I toni annunciati per domenica sono questi. Ma, sottolineano i renziani della cerchia stretta, non sarà Renzi a pronunciare quel “fuori dal partito”. Non lo farà mai. Non darà a nessuno della minoranza la soddisfazione di sfruttare politicamente l’espulsione. Niente espulsioni e nessuna pubblicazione dei conti delle passate segreterie di Bersani o Epifani, come ventilato sui giornali. Nulla di tutto ciò: alimenterebbe lo scontro, l’Hotel dei Principi potrebbe trasformarsi in un ring. E non è questa l’intenzione di Renzi. Al massimo, dicono i suoi, chi tradisce non verrà ricandidato: di certo, ci saranno espulsioni dalle liste delle prossime elezioni politiche, quando avverranno. “L’anno prossimo: Renzi vuole andare al voto nel 2015”, si dice certo Stefano Fassina, che con gli altri esponenti della minoranza Pd, Gianni Cuperlo e Alfredo D’Attorre, oggi era in corteo con i sindacati a Roma. 
Nessuno tra i renziani si fa illusioni. Il premier sa che la conta sulla relazione di domenica potrebbe non risolvere i problemi interni al Pd, anche se sarà approvata a larga maggioranza, visti i rapporti di forza in assemblea. Per dirla in parole povere: si mette nel conto che la disciplina di partito sia ormai un concetto etereo tra i non renziani del Pd a trazione renziana. Per questo, come è solito fare anche quando parla nelle aule parlamentari, il premier-segretario rivolgerà la sua relazione all’esterno del Pd, al mondo fuori. Sarà “molto dura verso l’esterno”, dicono i suoi, impostata sul “noi e loro: noi che vogliamo fare le riforme, loro che le bloccano”. Concetto sul quale il mondo fuori sarà chiamato a riflettere, dice la scuola renziana. Nel ‘mondo dentro’ il Pd invece, al di là degli annunci di battaglia, si muoveranno le colombe per tentare di riportare a più miti consigli almeno una parte della minoranza. 

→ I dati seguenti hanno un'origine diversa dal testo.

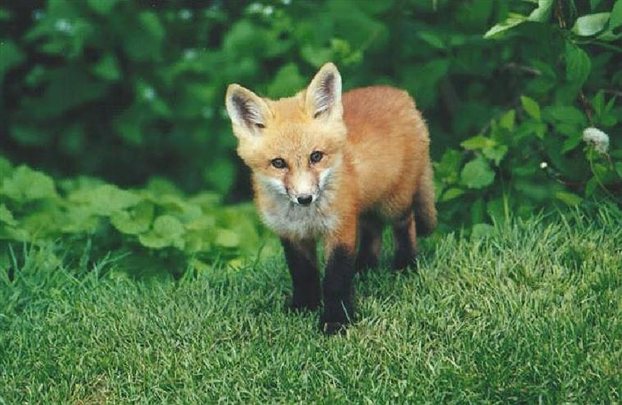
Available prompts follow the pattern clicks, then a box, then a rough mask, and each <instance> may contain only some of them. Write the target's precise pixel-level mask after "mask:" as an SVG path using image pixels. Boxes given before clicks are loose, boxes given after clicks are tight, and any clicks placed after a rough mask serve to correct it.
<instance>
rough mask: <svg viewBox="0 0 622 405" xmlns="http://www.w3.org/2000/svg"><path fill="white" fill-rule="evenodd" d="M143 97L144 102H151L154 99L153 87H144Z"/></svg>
mask: <svg viewBox="0 0 622 405" xmlns="http://www.w3.org/2000/svg"><path fill="white" fill-rule="evenodd" d="M143 97H144V98H145V100H149V101H151V100H153V99H154V98H155V90H154V89H153V87H145V88H144V90H143Z"/></svg>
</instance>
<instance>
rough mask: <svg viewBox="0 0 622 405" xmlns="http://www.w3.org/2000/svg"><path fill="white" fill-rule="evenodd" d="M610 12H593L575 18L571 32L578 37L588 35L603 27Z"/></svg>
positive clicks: (607, 18)
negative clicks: (571, 31) (594, 13)
mask: <svg viewBox="0 0 622 405" xmlns="http://www.w3.org/2000/svg"><path fill="white" fill-rule="evenodd" d="M610 14H611V13H595V14H588V15H583V16H581V17H579V18H577V21H576V22H575V24H574V26H573V27H572V32H573V33H574V34H576V35H578V36H580V37H589V36H592V35H595V34H598V33H599V32H600V31H602V30H603V29H605V25H606V24H607V21H609V16H610Z"/></svg>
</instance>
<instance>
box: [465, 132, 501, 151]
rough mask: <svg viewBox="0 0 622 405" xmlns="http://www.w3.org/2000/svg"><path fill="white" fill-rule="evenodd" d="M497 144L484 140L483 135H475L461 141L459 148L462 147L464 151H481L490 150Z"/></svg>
mask: <svg viewBox="0 0 622 405" xmlns="http://www.w3.org/2000/svg"><path fill="white" fill-rule="evenodd" d="M496 144H497V143H496V142H495V141H493V140H492V139H490V138H486V137H485V136H483V135H476V136H474V137H471V138H469V139H467V140H466V141H463V142H462V143H461V144H460V146H462V147H463V148H464V149H466V150H481V149H484V148H490V147H493V146H495V145H496Z"/></svg>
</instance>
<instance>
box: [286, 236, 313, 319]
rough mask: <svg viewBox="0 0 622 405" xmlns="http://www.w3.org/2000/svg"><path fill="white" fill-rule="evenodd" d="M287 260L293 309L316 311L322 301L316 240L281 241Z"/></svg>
mask: <svg viewBox="0 0 622 405" xmlns="http://www.w3.org/2000/svg"><path fill="white" fill-rule="evenodd" d="M281 243H282V244H283V250H284V251H285V260H286V261H287V266H288V267H289V272H290V274H291V276H292V284H293V289H294V291H293V294H292V302H291V307H292V309H295V310H305V309H307V310H314V309H316V308H318V307H319V305H320V301H321V295H322V294H321V290H320V274H319V272H318V269H317V254H316V249H315V241H314V240H305V241H290V240H287V239H285V238H282V239H281Z"/></svg>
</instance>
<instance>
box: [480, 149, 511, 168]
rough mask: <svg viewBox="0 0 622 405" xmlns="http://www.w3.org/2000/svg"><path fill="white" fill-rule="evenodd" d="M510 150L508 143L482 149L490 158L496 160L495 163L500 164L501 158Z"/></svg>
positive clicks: (483, 152) (497, 164) (484, 152)
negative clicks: (506, 145) (507, 146)
mask: <svg viewBox="0 0 622 405" xmlns="http://www.w3.org/2000/svg"><path fill="white" fill-rule="evenodd" d="M508 150H509V149H508V147H507V146H506V145H498V146H495V147H494V148H485V149H483V150H482V153H483V154H484V156H486V157H487V158H488V159H490V160H492V161H493V162H495V165H497V166H499V163H501V160H502V159H503V158H504V157H505V155H506V154H507V153H508Z"/></svg>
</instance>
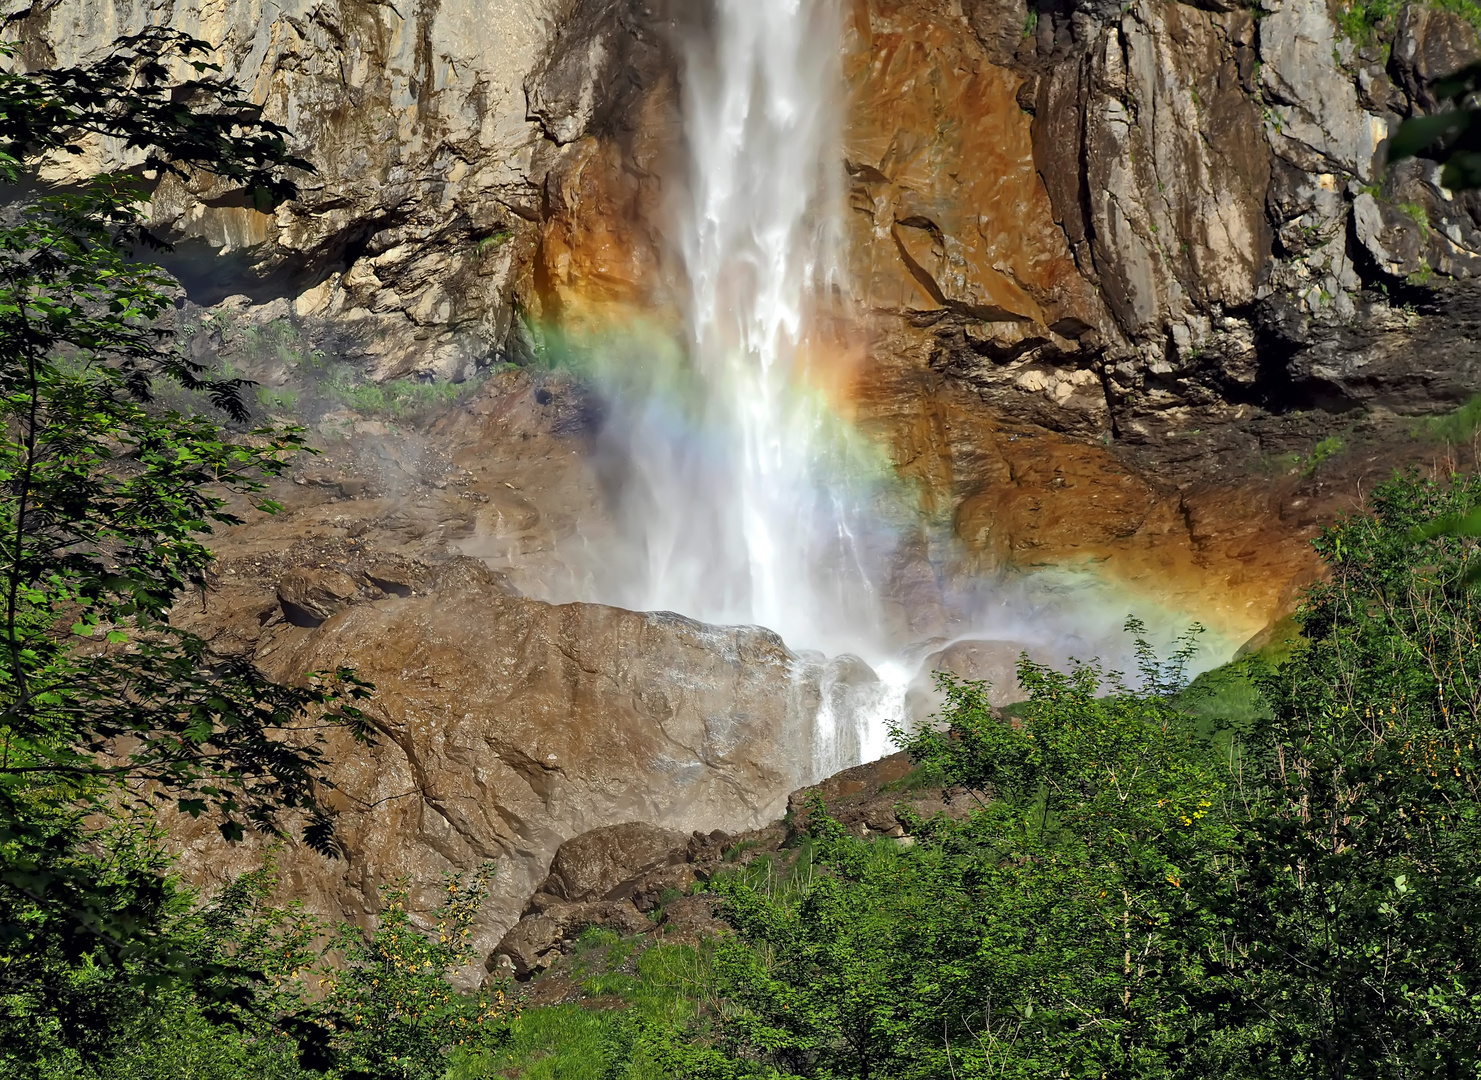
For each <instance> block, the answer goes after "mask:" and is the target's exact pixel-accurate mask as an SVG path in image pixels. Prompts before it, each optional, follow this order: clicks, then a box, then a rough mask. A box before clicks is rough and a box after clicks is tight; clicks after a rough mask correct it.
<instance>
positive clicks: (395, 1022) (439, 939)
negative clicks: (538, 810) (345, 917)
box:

“Conviene anche a loro avere un atteggiamento più costruttivo, perché la politica tutta è sotto attacco: lo dimostrano le contestazioni di oggi a D’Alema al corteo sindacale di Bari…”, nota una fonte renziana, non senza una certa soddisfazione per gli attacchi a D’Alema, scelto insieme a Rosi Bindi come emblema del contrattacco del premier alla minoranza “che frena il governo e lavora per rovesciarlo...”. Ma al di là del compiacimento nemmeno tanto velato per le proteste baresi, il ragionamento che si fa nei circoli renziani alla luce di questa giornata di sciopero generale è che “nemmeno la minoranza Pd rappresenta la piazza, la gente è arrabbiata e non salva nessuno, in Emilia Romagna la gente non è andata a votare senza distinzioni tra questo o quello… Se la minoranza pensa di potersi impossessare del popolo arrabbiato, sbaglia di grosso…”.
A Renzi interessava l’approvazione del Jobs Act, che è avvenuta ben prima dello sciopero generale. Il ministro del Lavoro Giuliano Poletti dice che nella stesura dei decreti attuativi della legge delega “è previsto” il coinvolgimento dei sindacati. Ma in realtà il decreto principale, quello sul contratto a tutele crescenti, è già bell’e fatto tanto che potrebbe vedere la luce già a metà della prossima settimana, in contemporanea con l’approvazione della legge di stabilità al Senato. La riforma del lavoro è andata, lo sciopero pure. Da domenica si tirano le somme nel Pd e sul prosieguo della legislatura.